Pensez-vous avoir une démarche holistique ?

A titre personnel, j’aime cultiver le bien et le bon à l’intérieur et à l’extérieur de moi. Je pratique donc une approche holistique pour être bien dans ma peau. Le bien vivre, le bien manger et le bien bouger sont des piliers de ma bonne santé physique, mentale et spirituelle. La cosmétique comme je la vis chez Matière brute s’inscrit dans mes fondamentaux. C’est une approche que j’ai envie de partager autour de moi.

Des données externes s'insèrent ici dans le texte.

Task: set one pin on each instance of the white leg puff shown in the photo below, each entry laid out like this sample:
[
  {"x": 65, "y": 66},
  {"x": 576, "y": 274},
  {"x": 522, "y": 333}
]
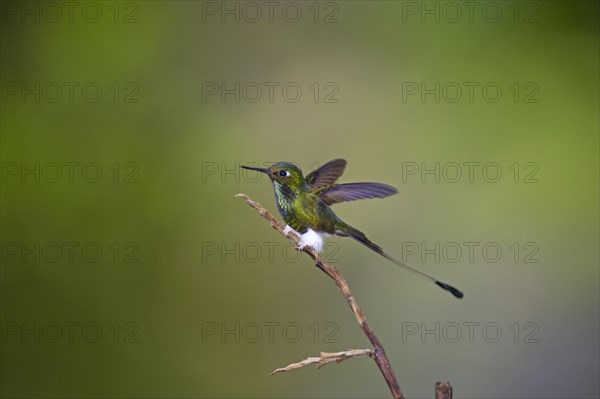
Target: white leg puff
[
  {"x": 288, "y": 230},
  {"x": 312, "y": 239}
]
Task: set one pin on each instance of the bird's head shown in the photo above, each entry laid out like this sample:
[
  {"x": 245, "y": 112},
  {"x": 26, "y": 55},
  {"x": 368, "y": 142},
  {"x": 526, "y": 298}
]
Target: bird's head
[{"x": 282, "y": 173}]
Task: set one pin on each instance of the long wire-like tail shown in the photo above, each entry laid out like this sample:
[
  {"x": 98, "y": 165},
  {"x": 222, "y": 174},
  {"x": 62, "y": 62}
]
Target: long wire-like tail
[{"x": 360, "y": 237}]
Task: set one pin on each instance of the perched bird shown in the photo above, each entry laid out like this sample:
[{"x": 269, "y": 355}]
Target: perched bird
[{"x": 304, "y": 203}]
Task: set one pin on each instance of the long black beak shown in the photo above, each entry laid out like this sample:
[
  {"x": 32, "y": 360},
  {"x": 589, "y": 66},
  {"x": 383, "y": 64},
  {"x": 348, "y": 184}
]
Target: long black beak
[{"x": 256, "y": 169}]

Avez-vous rencontré des difficultés particulières dans le démarrage de votre activité en tant que femme entrepreneure ?

Bien sûr ! Je me suis prise plusieurs portes, dont certaines que j’ai verrouillées moi-même. La première : m’imaginer entreprendre comme un homme, alors que j’étais enceinte. On ne nous apprend pas l’entreprenariat au féminin à l’école, ni à être mère, d’ailleurs. Mon business plan où je m’étais réservé 80 heures de travail par semaine n’était absolument pas compatible avec ma vie de mère, ni même réaliste. J’ai dû revoir toute mon organisation, accepter de ralentir, me mettre au clair avec mes ambitions, lever des fonds, réunir une équipe d’experts.

La deuxième difficulté a été de lâcher prise en déléguant. En clair, pour être le moteur de mon entreprise et non le frein, il m’a fallu mettre mon ego au service de mon entreprise et mon entreprise au rythme de ma vie de femme. Et apprendre à recruter. C’est un enjeu fondamental dans la vie d’une jeune entreprise.

Au-delà du recrutement, c’est aussi trouver les bonnes parties prenantes du projet : producteurs, laboratoires d’expertise, fournisseurs, partenaires commerciaux, ambassadeurs, porte-paroles. Une belle alchimie doit se créer entre tous les acteurs. Alchimie mouvante, car rien n’est permanent !

Quel a été le passage le plus difficile pour la mise en production de votre marque ?

Lorsque j’ai voulu trouver le laboratoire de fabrication pour lancer ma gamme de soins. Mauvaise nouvelle, aucun laboratoire à l’époque ne me suit sur ce projet : la formule est trop innovante et le cahier des charges trop difficile à mettre en œuvre. Aujourd’hui, je vois cela comme une chance. C’est une réelle force pour une jeune entreprise dans ce secteur d’avoir un laboratoire indépendant intégré́. Cela nous permet de maitriser notre chaîne de valeur, d’innover et de rester agile dans notre croissance.

Et votre prochain défi ?

Le principal défi pour nous aujourd’hui, comme pour toute jeune entreprise, c’est de maîtriser la croissance que nous sommes en train de vivre et de trouver la juste rentabilité́. Il nous faut aussi innover pour préserver l’éthique et la qualité́ de notre offre.

Propos recueillis par Siska von Saxenburg.